Every investor who deferred a capital gain into a Qualified Opportunity Fund under the original Opportunity Zone regime faces the same date on the calendar: December 31, 2026. That is when the deferred gain comes due, whether or not the investor has sold anything. What determines the size of that tax bill is not simply the amount originally deferred. It is a statutory formula built around fair market value, and that formula is why a growing number of CPAs and fiduciaries are ordering appraisals of QOF interests well before year-end.
This article walks through what the "lesser-of" rule in IRC Section 1400Z-2(b) actually requires, why it forces a real valuation of an illiquid limited partnership or membership interest, and how discounts for lack of control and lack of marketability typically factor into that number.
What the Lesser-of Rule Actually Says
The amount a QOF investor must include in income on the inclusion date is the lesser of two figures: the investor's remaining deferred gain, or the fair market value of the QOF interest on that date minus the investor's adjusted basis in it. This is the operative mechanic under IRC Section 1400Z-2(b)(2)(A), and it means the deferred gain is a ceiling, not a fixed number.
If the fund has appreciated well beyond the original deferred gain, the investor still only includes the original deferred amount (adjusted for any basis step-up already earned). If the fund's fair market value has fallen, or basis has grown enough to close the gap, the includible amount can be smaller than the deferred gain, sometimes substantially smaller. That second scenario is exactly where a defensible fair market value opinion becomes valuable, because the investor is relying on that number to reduce a real tax liability.
Basis in a QOF interest generally starts at zero. Under the rules that applied to investments made in time to qualify, basis increased by 10% after a 5-year holding period, with a further 5% increase after 7 years for eligible earlier investments, a mechanism described consistently across public guidance on the 10% and 5% basis step-ups. Those step-ups directly reduce the amount subject to inclusion, because the formula nets fair market value against basis before comparing it to the deferred gain.
Key takeaway: the inclusion amount is capped by fair market value minus basis, not by the original deferred gain alone. When FMV minus basis is lower than the deferred gain, proving that FMV is not a formality. It is the entire basis for a smaller tax bill.

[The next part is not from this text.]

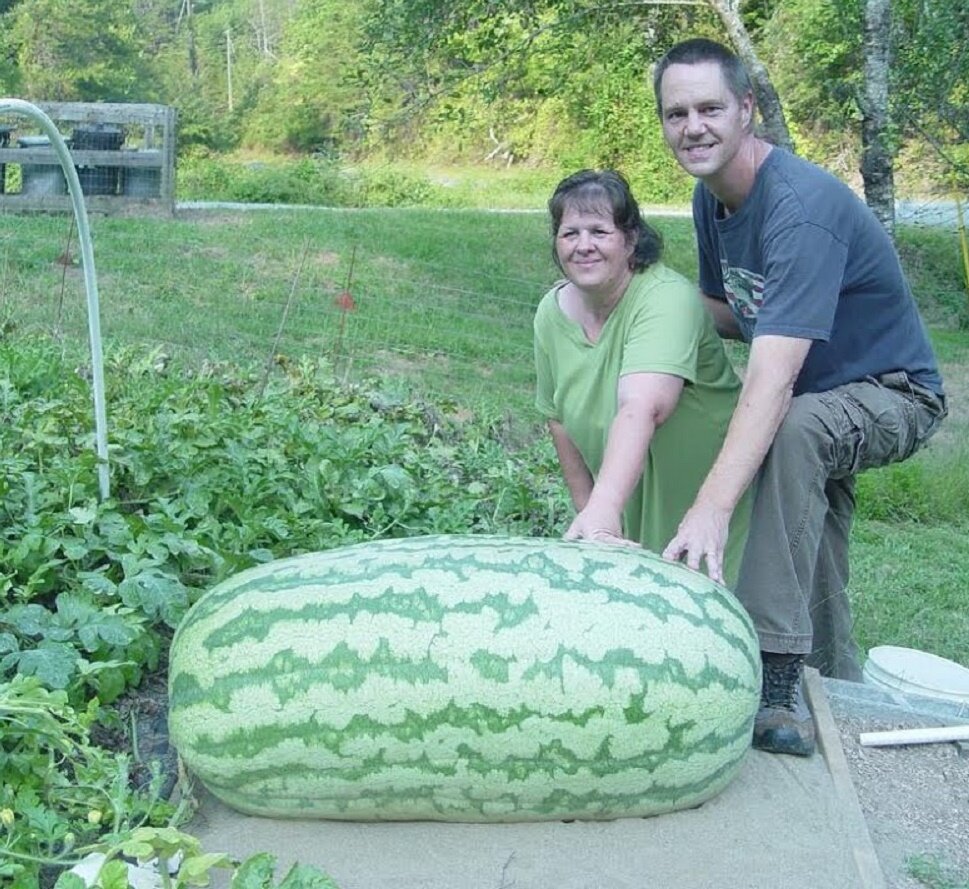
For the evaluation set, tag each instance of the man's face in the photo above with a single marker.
(703, 122)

Why December 31, 2026 Still Governs Existing QOF Investments
December 31, 2026 remains the mandatory inclusion date for gains deferred into Qualified Opportunity Funds under the original Opportunity Zone regime (often called OZ 1.0), and nothing about that date changed for existing investors. The statutory inclusion event under Section 1400Z-2(b)(1)(B) was set when the original program was enacted, and it applies regardless of whether the investor has an exit event before then.

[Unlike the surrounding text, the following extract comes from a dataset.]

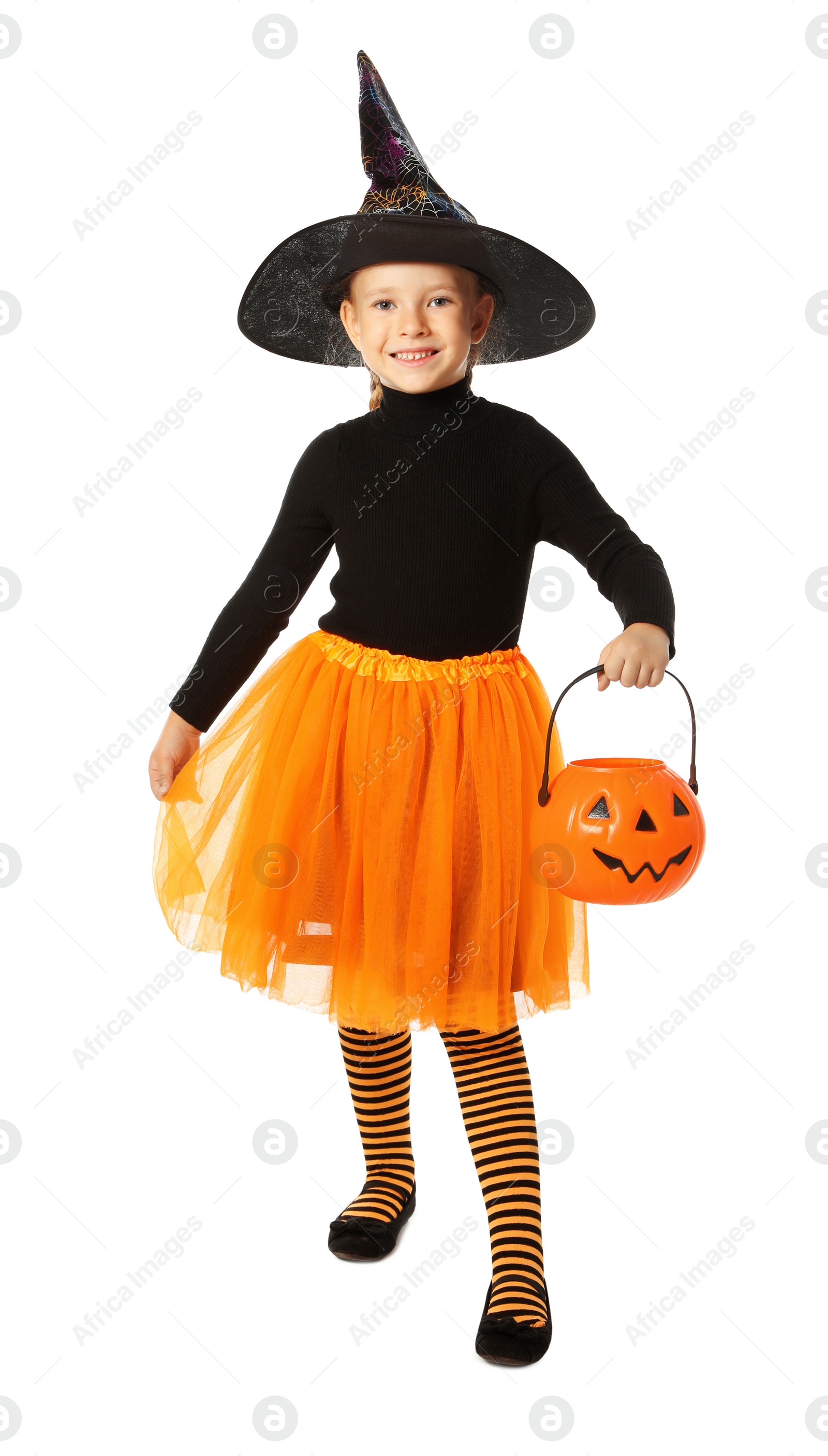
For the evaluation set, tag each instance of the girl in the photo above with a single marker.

A new Opportunity Zone framework (sometimes referred to as OZ 2.0) was introduced through subsequent legislation, but that framework applies only to investments made on or after January 1, 2027. It does not reset, extend, or otherwise modify the inclusion date for gains already deferred under the original rules. If your firm's client rolled a gain into a QOF any time before that cutoff, the December 31, 2026 inclusion date still applies to them in full, and planning around it should already be underway.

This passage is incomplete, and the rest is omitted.